Single-Family Housing activity drives employment, commodity prices, retail sales and professional services. When it corrects this sector’s impact is significant. When it expands, it impacts the entire country positively. The past 7yrs has seen many restrictions on this sector. One of the most restrictive has been the narrow spread of rates between T-Bills/10yr Treas on which bank mtg lending is based. With a narrow spread, mtg cannot be extended beyond Prime Borrowers and new home buyers/first time buyers even if relatively good credit risks cannot get a mtg. Once the spread widens, even at higher rates, mtg become easier to obtain. Single-Family Housing benefits. A full recovery in this sector would double current level of starts. The US economy should experience acceleration.
Housing Starts and financing go hand-in-hand. The T-Bill/10yr Treas spread used by banks in mtg lending decisions narrowed to 1.2% in July 2016 indicating a potential slowing in housing which this data reflects. This morning this spread has widened rapidly since the election to 1.8% and the trend looks higher. 10yr rates should continue to rise faster than T-Bills and this will confound many forecasters.

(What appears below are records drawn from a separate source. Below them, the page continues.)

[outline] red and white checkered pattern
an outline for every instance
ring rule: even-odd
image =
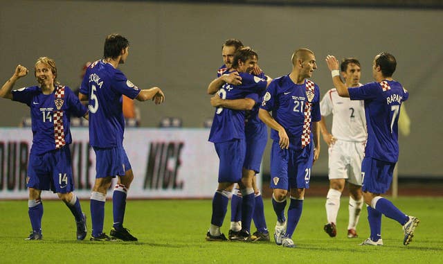
[[[56,98],[64,98],[64,86],[60,86],[55,91]],[[64,130],[63,129],[63,111],[54,111],[53,118],[54,121],[54,139],[55,148],[60,148],[65,146]]]
[[[217,71],[217,73],[218,75],[219,75],[220,76],[223,75],[223,73],[224,73],[225,71],[226,71],[227,69],[226,68],[220,68]]]
[[[314,84],[309,80],[306,80],[306,91],[311,91],[314,94]],[[303,123],[303,132],[302,134],[302,148],[304,148],[311,142],[311,109],[312,103],[307,100],[305,102],[305,121]]]
[[[380,85],[381,85],[381,89],[383,89],[383,91],[390,90],[390,86],[389,86],[389,84],[386,80],[383,80],[383,82],[380,82]]]

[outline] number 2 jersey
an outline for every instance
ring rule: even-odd
[[[348,88],[351,100],[364,100],[368,128],[365,157],[397,162],[399,156],[398,119],[401,103],[409,93],[395,80],[370,82]]]
[[[312,122],[321,120],[320,89],[307,79],[302,85],[297,85],[289,75],[279,77],[268,86],[260,108],[272,111],[272,117],[286,130],[289,148],[301,150],[307,137],[309,142],[312,142]],[[278,141],[278,132],[271,130],[271,139]]]
[[[332,114],[331,133],[337,139],[352,142],[366,141],[365,103],[338,95],[334,88],[327,91],[320,102],[321,115]]]
[[[122,94],[134,99],[140,89],[119,69],[98,60],[87,69],[80,92],[89,98],[89,144],[97,148],[122,146],[125,132]]]
[[[51,94],[44,94],[38,86],[14,90],[12,94],[12,100],[30,108],[31,154],[42,155],[71,144],[71,115],[81,117],[88,112],[66,86],[56,85]]]
[[[239,74],[242,77],[242,85],[225,84],[219,90],[219,96],[228,100],[250,98],[257,102],[258,94],[266,88],[267,82],[247,73]],[[244,139],[244,111],[217,107],[214,114],[209,141],[219,143],[233,139]]]

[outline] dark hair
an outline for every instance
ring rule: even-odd
[[[360,66],[360,62],[359,62],[359,60],[356,59],[355,58],[345,58],[341,61],[341,64],[340,64],[340,70],[341,71],[346,71],[346,70],[347,69],[347,64],[349,64],[350,63],[354,63],[358,67],[361,67],[361,66]]]
[[[384,77],[391,77],[397,67],[395,58],[387,52],[381,52],[375,59],[375,67],[379,66]]]
[[[248,59],[252,59],[254,56],[258,58],[257,53],[248,46],[244,46],[237,49],[237,51],[235,51],[235,54],[234,54],[233,68],[237,68],[238,67],[239,60],[242,62],[246,62]]]
[[[129,42],[126,37],[118,34],[111,34],[106,37],[103,58],[116,58],[120,55],[122,50],[129,46]]]
[[[243,43],[237,39],[228,39],[224,42],[223,45],[222,45],[222,49],[223,49],[223,47],[225,46],[233,46],[235,47],[235,51],[237,51],[243,46]]]

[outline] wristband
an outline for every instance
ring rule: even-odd
[[[335,76],[340,76],[340,71],[332,70],[331,71],[331,75],[332,76],[332,78],[334,78]]]

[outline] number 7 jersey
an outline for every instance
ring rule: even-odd
[[[348,88],[351,100],[364,100],[368,128],[365,157],[397,162],[399,156],[398,120],[401,103],[409,93],[395,80],[370,82]]]
[[[122,146],[122,94],[134,99],[140,89],[119,69],[98,60],[87,69],[80,92],[89,98],[89,144],[98,148]]]

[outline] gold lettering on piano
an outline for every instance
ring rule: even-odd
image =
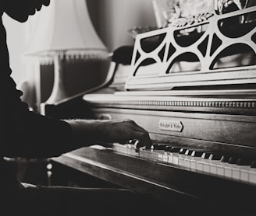
[[[182,122],[179,120],[160,120],[158,127],[161,131],[169,131],[176,132],[181,132],[183,129]]]

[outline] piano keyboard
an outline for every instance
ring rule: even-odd
[[[129,156],[165,163],[192,172],[256,185],[256,157],[154,144],[153,148],[136,150],[134,145],[114,144],[113,151]]]

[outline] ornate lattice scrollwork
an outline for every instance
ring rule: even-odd
[[[256,83],[255,10],[139,34],[126,89]]]

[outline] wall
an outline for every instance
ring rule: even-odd
[[[133,44],[128,30],[156,26],[151,0],[87,0],[95,29],[112,51]]]
[[[109,51],[123,45],[133,44],[133,40],[128,33],[129,29],[156,25],[151,0],[84,1],[87,2],[96,31]],[[36,75],[33,62],[24,57],[23,53],[35,20],[35,17],[31,17],[25,23],[20,23],[6,15],[3,17],[7,30],[12,76],[18,87],[20,87],[23,81],[29,82],[30,89],[24,92],[30,92],[31,94],[32,91],[34,96],[28,100],[34,100],[34,95],[37,94],[34,92]]]

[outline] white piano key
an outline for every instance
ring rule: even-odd
[[[210,161],[205,160],[203,162],[203,172],[210,173]]]
[[[251,168],[249,172],[249,183],[252,184],[256,184],[256,169]]]
[[[246,169],[240,169],[240,181],[244,183],[249,182],[249,170]]]
[[[176,155],[173,155],[173,164],[179,165],[179,155],[176,154]]]
[[[163,155],[162,155],[162,161],[165,163],[168,163],[168,155],[166,153],[165,153]]]
[[[217,165],[217,175],[219,176],[224,176],[224,165]]]
[[[197,171],[202,172],[203,171],[203,161],[197,161]]]
[[[168,154],[168,163],[173,164],[173,155],[172,155],[172,153]]]

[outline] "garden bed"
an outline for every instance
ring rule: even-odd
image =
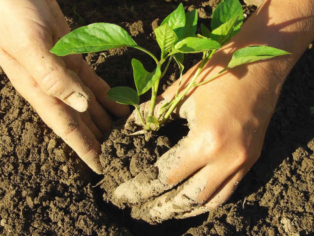
[[[75,5],[87,24],[117,24],[155,54],[159,49],[153,29],[179,3],[58,2],[72,28],[80,26],[72,14]],[[209,25],[218,2],[183,3],[187,9],[198,9],[198,24]],[[243,9],[248,16],[255,8],[244,6]],[[133,48],[84,56],[111,87],[134,87],[132,58],[145,62],[148,70],[154,70],[154,62],[149,56]],[[198,62],[198,56],[187,55],[185,68]],[[231,198],[209,213],[156,225],[134,220],[129,209],[121,210],[104,200],[103,189],[94,187],[103,176],[90,171],[47,126],[1,70],[0,235],[311,235],[314,233],[314,116],[310,109],[314,106],[313,57],[314,49],[308,48],[292,69],[282,90],[261,157]],[[179,76],[173,64],[169,67],[160,93]],[[141,97],[142,102],[149,99]]]

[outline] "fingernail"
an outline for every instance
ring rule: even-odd
[[[74,93],[65,99],[69,105],[80,112],[85,111],[88,108],[88,101],[86,98],[78,92]]]

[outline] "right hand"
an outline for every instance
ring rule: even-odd
[[[133,217],[159,222],[195,216],[230,196],[259,157],[284,81],[314,37],[313,1],[305,1],[297,10],[291,9],[292,2],[264,1],[240,33],[213,56],[197,82],[220,71],[236,50],[248,46],[266,45],[292,53],[232,68],[188,92],[176,111],[187,120],[187,137],[160,157],[155,168],[115,191],[122,201],[138,203]],[[185,75],[183,84],[197,65]],[[177,84],[156,99],[157,114],[158,107],[173,99]],[[143,114],[149,106],[141,107]]]
[[[1,0],[0,65],[43,120],[94,171],[102,133],[128,107],[104,98],[110,87],[81,54],[49,50],[70,29],[55,0]]]

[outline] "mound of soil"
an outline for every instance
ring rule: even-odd
[[[73,28],[80,26],[73,14],[75,5],[86,24],[117,24],[155,54],[159,48],[153,30],[179,3],[170,0],[57,1]],[[198,9],[198,24],[208,25],[219,1],[183,2],[187,10]],[[248,16],[255,8],[244,5],[243,9]],[[148,70],[154,70],[154,62],[149,56],[133,48],[84,56],[111,87],[135,87],[131,63],[133,58],[143,62]],[[198,56],[186,57],[187,69],[198,61]],[[311,45],[283,87],[261,157],[227,202],[198,216],[157,225],[134,220],[128,208],[120,210],[104,200],[104,190],[95,187],[103,177],[90,171],[46,126],[0,70],[0,235],[313,235],[313,57]],[[169,67],[160,93],[179,76],[176,66]],[[141,97],[142,101],[149,99],[146,96]],[[141,144],[137,142],[130,144]],[[132,151],[130,155],[136,154],[136,151]],[[142,168],[150,161],[141,162]],[[134,162],[139,166],[138,162]],[[132,171],[126,178],[139,170]]]

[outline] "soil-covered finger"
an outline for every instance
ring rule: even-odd
[[[100,144],[82,121],[78,112],[47,96],[38,86],[30,75],[22,65],[12,59],[17,69],[5,66],[7,75],[16,90],[36,110],[54,132],[70,146],[87,164],[98,173],[102,172],[99,155]],[[24,79],[19,79],[21,74]]]
[[[130,109],[127,105],[117,103],[104,97],[110,87],[105,81],[97,76],[86,61],[83,62],[78,75],[84,84],[92,92],[98,102],[105,109],[119,118],[129,114]]]
[[[22,65],[47,94],[78,111],[86,110],[89,99],[86,87],[60,57],[49,52],[53,38],[61,36],[46,2],[25,1],[16,8],[14,2],[6,2],[3,10],[2,23],[5,27],[0,28],[6,31],[1,34],[1,48]],[[13,9],[15,11],[11,12]]]

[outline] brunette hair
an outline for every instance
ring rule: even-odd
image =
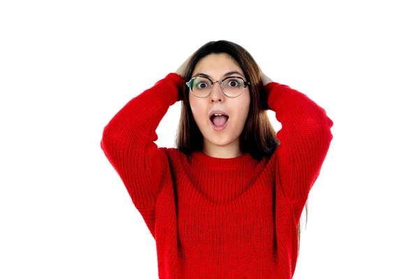
[[[258,160],[270,156],[280,142],[266,113],[267,96],[262,84],[259,67],[246,50],[227,40],[207,43],[192,54],[186,66],[184,80],[189,81],[192,77],[195,66],[201,59],[208,54],[220,53],[233,58],[244,73],[247,81],[250,82],[250,107],[240,135],[240,150],[243,153],[249,152]],[[204,142],[203,134],[193,119],[189,92],[189,88],[186,84],[179,92],[182,102],[176,138],[177,149],[186,155],[194,151],[202,151]]]
[[[240,135],[240,149],[242,152],[249,152],[259,161],[264,157],[270,157],[281,142],[277,137],[277,133],[266,112],[269,110],[267,94],[262,83],[259,67],[244,48],[223,40],[207,43],[191,56],[186,66],[184,80],[189,81],[192,77],[195,66],[201,59],[211,54],[221,53],[233,58],[244,73],[246,80],[250,82],[250,107],[243,131]],[[182,107],[176,137],[177,148],[186,155],[190,155],[194,151],[202,151],[203,148],[203,136],[193,119],[189,93],[189,88],[185,84],[183,89],[179,91]],[[299,223],[298,251],[300,234]]]

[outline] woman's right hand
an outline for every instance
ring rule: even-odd
[[[191,56],[192,54],[191,54],[189,57],[188,57],[186,60],[185,60],[184,63],[177,68],[177,70],[176,70],[175,73],[184,79],[185,78],[185,75],[186,74],[186,66],[189,63],[189,60],[191,60]]]

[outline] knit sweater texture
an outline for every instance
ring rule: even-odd
[[[298,223],[332,121],[306,95],[272,82],[268,106],[282,126],[272,156],[186,156],[154,142],[184,85],[167,75],[118,112],[101,141],[156,241],[159,278],[292,278]]]

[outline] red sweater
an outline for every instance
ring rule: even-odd
[[[333,122],[306,95],[270,82],[268,105],[282,124],[270,158],[187,156],[154,142],[184,84],[171,73],[133,98],[101,142],[156,241],[159,278],[291,278]]]

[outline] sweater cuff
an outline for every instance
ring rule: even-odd
[[[170,73],[168,75],[166,76],[165,79],[168,79],[172,81],[179,89],[183,89],[184,86],[185,85],[185,82],[180,75],[177,75],[176,73]]]
[[[274,88],[277,84],[279,84],[277,82],[270,82],[267,84],[265,85],[265,86],[264,86],[265,90],[266,90],[266,91],[269,94],[269,93],[271,91],[271,90],[272,90],[272,88]]]

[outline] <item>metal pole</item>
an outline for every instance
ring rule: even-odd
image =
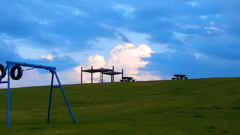
[[[51,111],[51,104],[52,104],[52,89],[53,89],[53,79],[54,79],[54,73],[52,73],[52,80],[51,80],[51,88],[50,88],[50,94],[49,94],[49,103],[48,103],[48,117],[47,122],[50,121],[50,111]]]
[[[113,66],[112,82],[114,82],[114,66]]]
[[[92,73],[93,67],[91,66],[91,83],[93,82],[93,73]]]
[[[10,127],[10,100],[11,100],[11,90],[10,90],[10,66],[7,65],[6,70],[8,70],[8,90],[7,90],[7,127]]]
[[[82,84],[82,67],[81,67],[81,84]]]
[[[62,87],[62,85],[61,85],[61,83],[60,83],[60,81],[59,81],[59,78],[58,78],[58,76],[57,76],[57,73],[56,73],[55,71],[54,71],[54,74],[55,74],[55,76],[56,76],[56,78],[57,78],[59,87],[60,87],[60,89],[61,89],[61,92],[62,92],[62,95],[63,95],[63,97],[64,97],[64,99],[65,99],[65,102],[66,102],[66,104],[67,104],[68,110],[69,110],[69,112],[70,112],[70,114],[71,114],[71,116],[72,116],[72,120],[73,120],[74,123],[76,123],[76,119],[75,119],[74,114],[73,114],[73,112],[72,112],[71,106],[70,106],[70,104],[69,104],[69,102],[68,102],[67,96],[66,96],[66,94],[65,94],[65,92],[64,92],[64,90],[63,90],[63,87]]]

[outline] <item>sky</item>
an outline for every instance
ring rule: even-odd
[[[91,66],[136,81],[239,77],[239,9],[239,0],[2,0],[0,64],[54,66],[62,84],[80,83]],[[50,76],[24,71],[11,85],[49,85]]]

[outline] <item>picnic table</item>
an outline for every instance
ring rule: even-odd
[[[186,77],[186,75],[182,75],[182,74],[175,74],[173,75],[174,77],[172,78],[172,80],[182,80],[182,79],[187,79],[188,77]]]
[[[135,79],[133,79],[133,77],[122,77],[122,80],[120,80],[121,82],[134,82]]]

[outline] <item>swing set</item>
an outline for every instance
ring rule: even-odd
[[[49,104],[48,104],[48,115],[47,115],[47,122],[50,121],[50,111],[51,111],[51,103],[52,103],[52,90],[53,88],[60,88],[62,95],[65,99],[65,102],[67,104],[67,108],[70,112],[70,115],[72,117],[72,120],[74,123],[76,123],[76,119],[74,117],[74,114],[72,112],[71,106],[68,102],[68,99],[66,97],[66,94],[64,92],[64,89],[61,85],[61,82],[58,78],[57,72],[56,72],[56,67],[50,67],[50,66],[43,66],[43,65],[35,65],[35,64],[28,64],[28,63],[20,63],[20,62],[13,62],[13,61],[7,61],[7,66],[6,68],[0,64],[0,83],[7,83],[7,114],[6,114],[6,126],[10,126],[10,99],[11,99],[11,90],[10,90],[10,77],[13,80],[19,80],[22,77],[23,71],[21,66],[24,67],[31,67],[27,70],[32,70],[34,68],[40,68],[40,69],[46,69],[49,70],[52,74],[51,77],[51,87],[50,87],[50,95],[49,95]],[[27,71],[25,70],[25,71]],[[17,71],[17,74],[15,72]],[[2,81],[4,77],[7,75],[7,81]],[[53,85],[54,81],[54,76],[57,79],[58,85]]]

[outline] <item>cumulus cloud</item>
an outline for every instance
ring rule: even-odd
[[[89,56],[87,61],[80,66],[75,67],[74,71],[80,74],[81,66],[84,69],[89,69],[91,66],[93,66],[93,68],[112,68],[112,66],[114,66],[115,71],[121,71],[124,69],[124,76],[133,76],[138,81],[160,80],[161,78],[159,76],[154,76],[150,72],[141,71],[141,68],[144,68],[148,64],[148,62],[144,61],[142,58],[151,57],[151,53],[153,53],[153,51],[148,45],[123,43],[115,46],[106,58],[101,55]],[[115,76],[116,80],[119,80],[120,77],[121,76]],[[94,76],[95,81],[98,81],[98,79],[98,75]],[[105,80],[109,81],[107,79]],[[90,82],[90,74],[83,74],[83,82]]]
[[[42,59],[48,59],[48,60],[53,60],[53,56],[52,55],[43,55],[41,56]]]

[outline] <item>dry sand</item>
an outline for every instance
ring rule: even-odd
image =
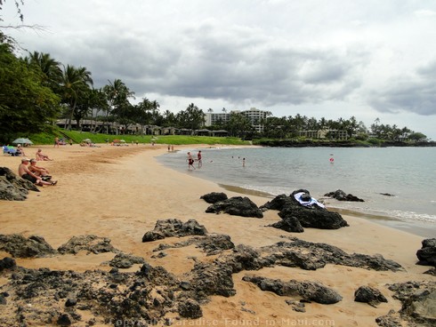
[[[28,157],[32,157],[36,148],[27,148],[25,151]],[[195,171],[184,174],[163,167],[154,157],[166,153],[166,146],[82,148],[74,145],[60,148],[45,146],[43,151],[54,159],[41,164],[50,170],[53,179],[59,179],[58,185],[40,187],[41,192],[31,192],[23,202],[1,201],[0,234],[41,235],[53,248],[74,235],[93,234],[109,237],[116,248],[143,257],[150,265],[162,266],[180,275],[192,268],[194,262],[190,258],[204,258],[205,255],[191,246],[170,249],[166,251],[166,257],[151,259],[152,250],[158,241],[143,243],[141,238],[145,232],[153,229],[157,219],[176,218],[187,221],[194,219],[211,233],[229,235],[235,244],[260,247],[283,241],[280,235],[296,236],[335,245],[350,253],[380,253],[406,269],[406,272],[397,273],[376,272],[327,265],[317,271],[275,267],[255,272],[286,281],[320,282],[343,297],[335,305],[306,304],[305,313],[293,311],[285,302],[287,298],[262,291],[243,282],[242,276],[246,272],[241,272],[233,275],[237,291],[234,297],[213,297],[202,307],[203,318],[181,321],[174,325],[375,326],[376,317],[386,315],[391,308],[395,311],[400,308],[400,303],[392,298],[386,283],[434,279],[423,275],[429,267],[416,265],[416,252],[421,248],[423,237],[362,218],[343,216],[350,227],[338,230],[305,228],[304,233],[289,234],[265,227],[280,219],[274,211],[266,211],[262,219],[206,213],[208,204],[199,199],[201,195],[210,192],[225,192],[229,196],[240,195],[196,178]],[[0,156],[0,166],[16,171],[20,161],[20,157]],[[248,196],[258,205],[269,200],[258,195]],[[17,259],[16,261],[28,268],[109,270],[109,267],[101,264],[114,255],[80,253],[55,259]],[[0,259],[6,256],[8,253],[0,251]],[[135,267],[133,271],[137,268]],[[6,282],[0,277],[0,284]],[[361,285],[379,289],[389,302],[377,307],[354,302],[354,291]]]

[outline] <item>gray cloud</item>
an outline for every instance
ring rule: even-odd
[[[432,0],[44,0],[23,9],[49,32],[12,36],[85,67],[97,87],[119,78],[161,103],[273,114],[436,114]]]

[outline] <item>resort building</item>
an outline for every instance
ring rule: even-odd
[[[332,139],[332,140],[347,140],[348,133],[346,131],[340,130],[310,130],[301,131],[300,136],[308,139]]]
[[[214,113],[208,112],[205,114],[205,126],[212,126],[214,124],[225,124],[230,120],[230,116],[232,114],[240,113],[246,116],[250,121],[252,126],[255,129],[256,132],[263,132],[263,124],[262,124],[262,120],[266,118],[267,112],[263,110],[256,109],[255,108],[251,108],[248,110],[231,110],[230,113],[222,112],[222,113]]]

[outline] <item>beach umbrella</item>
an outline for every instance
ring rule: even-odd
[[[12,144],[33,144],[33,142],[28,139],[20,138],[15,140]]]

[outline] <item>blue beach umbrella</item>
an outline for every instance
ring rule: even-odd
[[[15,140],[12,144],[33,144],[33,142],[28,139],[20,138]]]

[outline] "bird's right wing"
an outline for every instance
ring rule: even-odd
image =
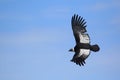
[[[72,16],[72,19],[71,19],[71,25],[72,25],[72,30],[73,30],[73,34],[75,37],[75,41],[76,43],[80,43],[80,33],[82,30],[86,31],[85,19],[83,19],[83,17],[81,16],[74,15]]]

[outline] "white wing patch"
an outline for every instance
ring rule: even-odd
[[[78,57],[80,57],[81,55],[83,55],[84,58],[87,58],[90,54],[90,49],[80,49],[80,53],[78,55]]]
[[[80,33],[80,43],[90,43],[90,38],[88,34]],[[85,59],[90,55],[90,49],[80,49],[79,57],[83,56]]]
[[[90,38],[88,34],[81,34],[80,33],[80,43],[90,43]]]

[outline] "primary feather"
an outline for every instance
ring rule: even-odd
[[[99,51],[98,45],[90,45],[90,37],[86,33],[86,22],[83,17],[74,15],[71,19],[73,35],[75,37],[76,46],[74,47],[74,56],[72,62],[78,65],[84,65],[86,58],[90,55],[90,51]],[[73,49],[70,49],[73,51]]]

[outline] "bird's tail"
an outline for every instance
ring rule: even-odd
[[[97,52],[97,51],[100,50],[100,48],[99,48],[99,46],[97,44],[95,44],[95,45],[91,45],[90,50],[92,50],[94,52]]]

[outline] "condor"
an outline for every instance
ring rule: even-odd
[[[71,61],[77,65],[84,66],[85,60],[90,55],[90,51],[97,52],[100,48],[97,44],[90,44],[90,37],[87,34],[86,22],[83,17],[74,14],[71,19],[71,25],[76,41],[75,47],[69,50],[75,52]]]

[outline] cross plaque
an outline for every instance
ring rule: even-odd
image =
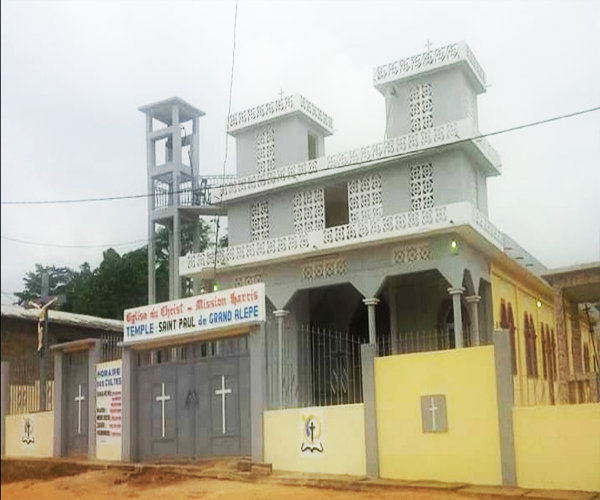
[[[77,434],[81,434],[81,402],[85,401],[85,396],[81,394],[81,384],[79,384],[79,396],[75,396],[77,401]]]
[[[171,400],[171,396],[165,394],[165,384],[162,384],[161,395],[156,396],[156,401],[160,402],[161,421],[162,421],[162,437],[165,437],[165,403]]]
[[[217,396],[221,396],[221,422],[223,424],[223,434],[225,434],[227,432],[227,424],[225,423],[225,396],[227,396],[227,394],[231,394],[231,387],[225,389],[225,375],[221,375],[221,388],[217,389],[215,394]]]
[[[444,394],[421,396],[421,419],[423,432],[448,432],[446,396]]]

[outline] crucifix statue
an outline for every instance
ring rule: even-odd
[[[48,309],[49,307],[56,302],[57,298],[54,297],[49,302],[46,302],[43,306],[36,304],[35,302],[29,302],[33,307],[37,309],[38,313],[38,352],[42,350],[43,340],[44,340],[44,325],[46,324],[46,320],[48,319]]]
[[[227,424],[225,422],[225,396],[231,394],[231,387],[225,388],[225,375],[221,375],[221,388],[215,391],[217,396],[221,396],[221,424],[223,434],[227,433]]]

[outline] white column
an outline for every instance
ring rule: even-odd
[[[388,286],[388,303],[390,305],[390,340],[392,341],[392,352],[400,346],[400,332],[398,331],[398,304],[396,303],[396,285],[390,283]]]
[[[369,313],[369,344],[375,344],[377,341],[375,306],[379,304],[379,299],[376,297],[371,297],[370,299],[363,299],[363,302],[367,306]]]
[[[464,288],[448,288],[448,293],[452,295],[452,309],[454,311],[454,345],[456,349],[463,347],[462,310],[460,308],[460,297],[464,291]]]
[[[289,311],[278,309],[273,311],[277,318],[277,378],[279,380],[279,408],[283,408],[283,328],[285,317]]]
[[[479,301],[481,297],[479,295],[471,295],[465,297],[469,303],[469,314],[471,315],[471,333],[473,334],[473,346],[481,345],[481,338],[479,335]]]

The election of Trump has not yet been factored into housing. I would buy TOL and LEN at current levels with their excellent CEOs. Single-Family Housing starts should be higher by June 2017 after Trump strips away some of the impediments to mtg lending.
The bump in T-Bill rates brought them to just over the Effective Fed Funds rate which I use in my studies. Yellen will be forced to hike FFunds. FFunds should be at least 25bps higher than T-Bill rates. Today’s levels suggest FFunds should be 0.75%. I do not thing the Fed will do this in the current political environment.
The current economic environment is improving. US LgCap issues should benefit especially the infrastructure issues. I do not recommend hedging any positions. Long-term economics support a potential shift in market psychology well into the optimistic side of the spectrum.